What’s perhaps more worrying than the FIR is that this call for content regulation has been given a thrust even by influential BJP leaders in power. MP Home Minister Narottam Sharma, alongside other right-wing speakers, has given the case a massive push by backing the narrative of Netflix showing “objectionable” content. He hasn’t shied away from letting his thoughts be known on social media through various video messages.

Also Read: If Only We Could Transport Ourselves Back To Our College Days

What scope is there then for the more tolerant audience to pushback on undue outrage against OTT content, when political leaders themselves are weighing in on the issue? How much power do we, the common citizens, have to decide on what we want to watch, when political leaders, motivated by something as subjective as religion, are taking the liberty to decide for us?

Where To Draw The Line In Offence-Taking?

The issue of offence-taking, especially along the lines of religion, is largely non-rectifiable. In India, as across the world, it has always happened and probably almost always will.
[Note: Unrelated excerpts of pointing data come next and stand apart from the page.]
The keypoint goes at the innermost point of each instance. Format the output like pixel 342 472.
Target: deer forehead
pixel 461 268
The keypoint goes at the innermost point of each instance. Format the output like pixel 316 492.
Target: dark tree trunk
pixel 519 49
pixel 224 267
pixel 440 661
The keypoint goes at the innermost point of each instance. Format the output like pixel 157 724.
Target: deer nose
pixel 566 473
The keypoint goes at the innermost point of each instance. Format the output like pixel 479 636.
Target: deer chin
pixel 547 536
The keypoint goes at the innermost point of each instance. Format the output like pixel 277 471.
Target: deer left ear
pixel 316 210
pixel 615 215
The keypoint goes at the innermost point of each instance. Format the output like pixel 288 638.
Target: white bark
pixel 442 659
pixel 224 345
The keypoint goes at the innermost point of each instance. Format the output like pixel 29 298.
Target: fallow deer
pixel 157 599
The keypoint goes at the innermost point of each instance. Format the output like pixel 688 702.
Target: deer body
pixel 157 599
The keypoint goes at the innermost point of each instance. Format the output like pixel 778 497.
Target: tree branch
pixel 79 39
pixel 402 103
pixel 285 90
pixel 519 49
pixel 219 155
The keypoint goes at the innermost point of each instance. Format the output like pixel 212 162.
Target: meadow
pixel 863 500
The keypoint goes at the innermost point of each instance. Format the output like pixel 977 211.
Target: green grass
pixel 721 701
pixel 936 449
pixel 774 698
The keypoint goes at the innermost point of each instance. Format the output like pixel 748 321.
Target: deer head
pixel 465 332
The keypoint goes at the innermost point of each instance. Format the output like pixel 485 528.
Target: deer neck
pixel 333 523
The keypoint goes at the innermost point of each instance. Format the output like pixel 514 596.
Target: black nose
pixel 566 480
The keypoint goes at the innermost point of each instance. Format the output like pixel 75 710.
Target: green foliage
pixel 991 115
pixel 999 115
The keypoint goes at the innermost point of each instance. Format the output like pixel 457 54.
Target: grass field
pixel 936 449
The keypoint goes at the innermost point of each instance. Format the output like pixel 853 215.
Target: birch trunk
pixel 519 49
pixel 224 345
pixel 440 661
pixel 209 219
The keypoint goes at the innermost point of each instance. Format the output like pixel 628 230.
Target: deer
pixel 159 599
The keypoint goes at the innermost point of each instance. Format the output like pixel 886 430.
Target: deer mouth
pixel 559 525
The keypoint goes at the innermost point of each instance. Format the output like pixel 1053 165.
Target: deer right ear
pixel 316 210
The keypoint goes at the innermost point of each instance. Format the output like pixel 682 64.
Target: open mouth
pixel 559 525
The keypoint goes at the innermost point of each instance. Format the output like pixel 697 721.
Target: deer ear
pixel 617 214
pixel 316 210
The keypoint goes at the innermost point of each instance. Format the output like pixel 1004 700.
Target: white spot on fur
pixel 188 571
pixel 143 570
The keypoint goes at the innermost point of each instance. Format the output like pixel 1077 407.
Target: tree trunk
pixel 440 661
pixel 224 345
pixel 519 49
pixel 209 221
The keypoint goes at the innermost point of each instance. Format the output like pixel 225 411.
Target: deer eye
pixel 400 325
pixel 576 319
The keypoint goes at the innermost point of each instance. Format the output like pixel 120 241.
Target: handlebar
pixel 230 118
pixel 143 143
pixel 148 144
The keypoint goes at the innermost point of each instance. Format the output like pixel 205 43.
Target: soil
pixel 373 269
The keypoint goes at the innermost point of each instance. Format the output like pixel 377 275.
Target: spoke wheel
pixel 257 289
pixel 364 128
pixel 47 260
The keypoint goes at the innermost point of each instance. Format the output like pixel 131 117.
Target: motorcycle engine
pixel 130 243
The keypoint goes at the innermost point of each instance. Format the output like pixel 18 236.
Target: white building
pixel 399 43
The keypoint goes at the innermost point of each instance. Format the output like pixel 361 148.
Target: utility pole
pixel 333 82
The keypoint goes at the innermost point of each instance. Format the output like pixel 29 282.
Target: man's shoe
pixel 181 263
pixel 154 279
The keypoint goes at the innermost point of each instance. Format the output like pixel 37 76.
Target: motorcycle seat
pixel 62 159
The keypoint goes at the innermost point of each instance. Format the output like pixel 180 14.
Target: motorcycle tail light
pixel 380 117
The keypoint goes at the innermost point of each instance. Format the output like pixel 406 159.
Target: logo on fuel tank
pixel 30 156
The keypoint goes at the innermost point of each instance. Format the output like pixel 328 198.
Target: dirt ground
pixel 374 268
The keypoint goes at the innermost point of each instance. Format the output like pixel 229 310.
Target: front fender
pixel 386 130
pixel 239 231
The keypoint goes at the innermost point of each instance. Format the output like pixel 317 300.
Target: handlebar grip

Communal riots, religious divides, and wars are far too profitable in the maintenance of the hierarchical status quo to be quashed anytime soon. In the absence of a viable solution, the question that bothers is where does one draw the line? And on what parameters? Since religion should ideally be a private institution, can it be allowed to dictate creative content at all?

In the aftermath of the series of terrorist attacks in France last month, allegedly over caricatures of the Prophet Muhammad and “ridicule” of Islam, the violence had been condemned by all those who believe creativity should have a free pass on religion if free speech is to be upheld. Because if I make art that offends another, does that offence have a claim over my life? Or even in lesser degrees, as in the case of A Suitable Boy, does another person’s offence have the authority to “remove” or “ban” artwork that I enjoy?

Should the harm of censorship and value of creative expression only be realised when religious beliefs evoke extreme reactions – nothing less than murder and terrorism?

Freedom in speech and art cannot be a selective choice based on convenience. It must be defended consistently, notwithstanding whether the kiss takes place in a temple or a mosque.

Views expressed are the author’s own.